On October 5, Facebook whistleblower Frances Haugen testified before Congress, revealing the platform’s internal research that demonstrates how Facebook harms democracy and society. A whistleblower is a person, usually an employee or former employee, who discloses information about an organization that is in some way dangerous, illegal or dangerous. Before stepping down in May 2021, Haugen was a Facebook product manager. But, before leaving the company, she copied thousands of Facebook’s internal search pages. Here’s what you need to know about the information exposed by Facebook.
Facebook hurts teenagers
In a “60 Minutes” interview, Haugen discusses one of Facebook’s internal studies. The study proves how Instagram, acquired by Facebook, has a significant impact on teenage girls. It was found that 13.5% of teenage girls say that Instagram makes suicidal thoughts worse. Additionally, the study finds that 17% of teenage girls say Instagram makes eating disorders or thoughts related to eating disorders worse.
Haugen explained, “And what’s super tragic is that Facebook’s own research indicates that as these young women start consuming this eating disorder content, they become more and more depressed. . And it encourages them to use the app more. And so they get into this feedback cycle where they hate their bodies more and more. Facebook’s own research indicates that it’s not just that Instagram is dangerous for teens that it harms teens, it’s that it’s significantly worse than other forms of social media.
In other words, Instagram creates a toxic cycle for teenage girls, as well as others. Despite the content triggering them emotionally and ultimately physically, they almost always go back to consuming more, which worsens their mental health.
The Discoveries of Senator Richard Blumenthal
Senator Richard Blumenthal and his team created an Instagram account when he was 13 years old. Staff began tracking stories promoting eating disorders and eating disorders. As a result, accounts that promoted extreme dieting and eating disorder behaviors were subsequently recommended to the staff account.
Recently, Facebook has been working on creating an Instagram for kids. However, they announced that they were suspending their plans.
In response to Facebook’s temporary shutdown of an Instagram app for kids, Sen. Edward J. Markey, Rep. Kathy Castor, Sen. Richard Blumenthal and Rep. Lori Trahan said, “We’re glad Facebook has responded. to our calls to stop moving forward with his plans. to launch a version of Instagram for kids. However, a “pause” is insufficient. Facebook has completely lost the benefit of the doubt when it comes to protecting young people online, and it needs to abandon this project entirely.

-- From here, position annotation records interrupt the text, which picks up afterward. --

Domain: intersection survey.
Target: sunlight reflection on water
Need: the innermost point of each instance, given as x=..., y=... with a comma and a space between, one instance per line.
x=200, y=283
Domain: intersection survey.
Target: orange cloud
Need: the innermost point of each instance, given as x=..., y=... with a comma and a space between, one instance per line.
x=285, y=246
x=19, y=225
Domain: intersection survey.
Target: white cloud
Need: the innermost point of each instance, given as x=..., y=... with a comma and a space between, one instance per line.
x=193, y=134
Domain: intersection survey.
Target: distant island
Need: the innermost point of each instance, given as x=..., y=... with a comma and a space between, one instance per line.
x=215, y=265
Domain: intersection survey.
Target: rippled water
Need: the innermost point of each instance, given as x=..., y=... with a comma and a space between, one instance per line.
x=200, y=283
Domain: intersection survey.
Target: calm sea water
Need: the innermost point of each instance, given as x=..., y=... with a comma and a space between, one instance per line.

The Wall Street Journal study
Senator Richard Blumenthal decided to investigate Instagram’s regulations meant to protect users due to recent findings from the Wall Street Journal. The study shows how aware Facebook is of the negative impacts of its platforms, especially Instagram, on teens.
For several years, Facebook has conducted numerous studies on the impact of Instagram on teenagers. Researchers have found that Instagram is harmful for teenagers, mainly teenage girls.
However, in public, Facebook downplays the severe effects of its platforms on teens.
Haugen said: “Facebook has demonstrated that they cannot act independently. Facebook, time and time again, has shown that it chooses profit over security. It subsidizes, it pays its profits with our security. I hope this will have a big enough impact on the world that they have the courage and motivation to put these regulations in place.
Haugen’s findings are not surprising
It’s well known that social media is linked to negative mental health such as depression, anxiety, and, as Haugen argues, eating disorders. When teens scroll through platforms like Instagram, they are presented with a highlight reel; nothing close to reality. They see the “perfect” body of an influencer. They see people living what seem to be “perfect” lives. When teenage girls strive for that unattainable “perfect” life, they begin to look at themselves differently.
Suddenly they have more insecurities. They decide to try to change their body to fit a certain mold, which is orchestrated by the media. And, to achieve that perfect body, teenage girls will sacrifice their mental health and overall well-being. It is important to note that vulnerable Instagram users believe that changing their bodies to fit societal norms is tantamount to living a happy and fulfilled life. No matter how much they change their bodies, they will never live up to the expectations they have.
Even though social media is proven to be harmful to teens, it is unrealistic to completely eliminate it from your life. Going without all social media platforms will only make you want to be on the platforms more. Instead, approach social media with a new mindset. When you notice yourself comparing yourself to others, put your phone away immediately. If negative thoughts start eating at you, take a little break; give yourself time away from social media. Most often you need this.
Haugen’s testimony and published internal Facebook research begs a question: Does social media do more harm than good? This is a very controversial and debated subject. But, to say the least, social media is both good and bad. It’s important to check in with yourself from time to time to think about how social media is affecting you. In the end, your sanity matters more than anything else. No number of likes on a post will make up for your poor mental well-being.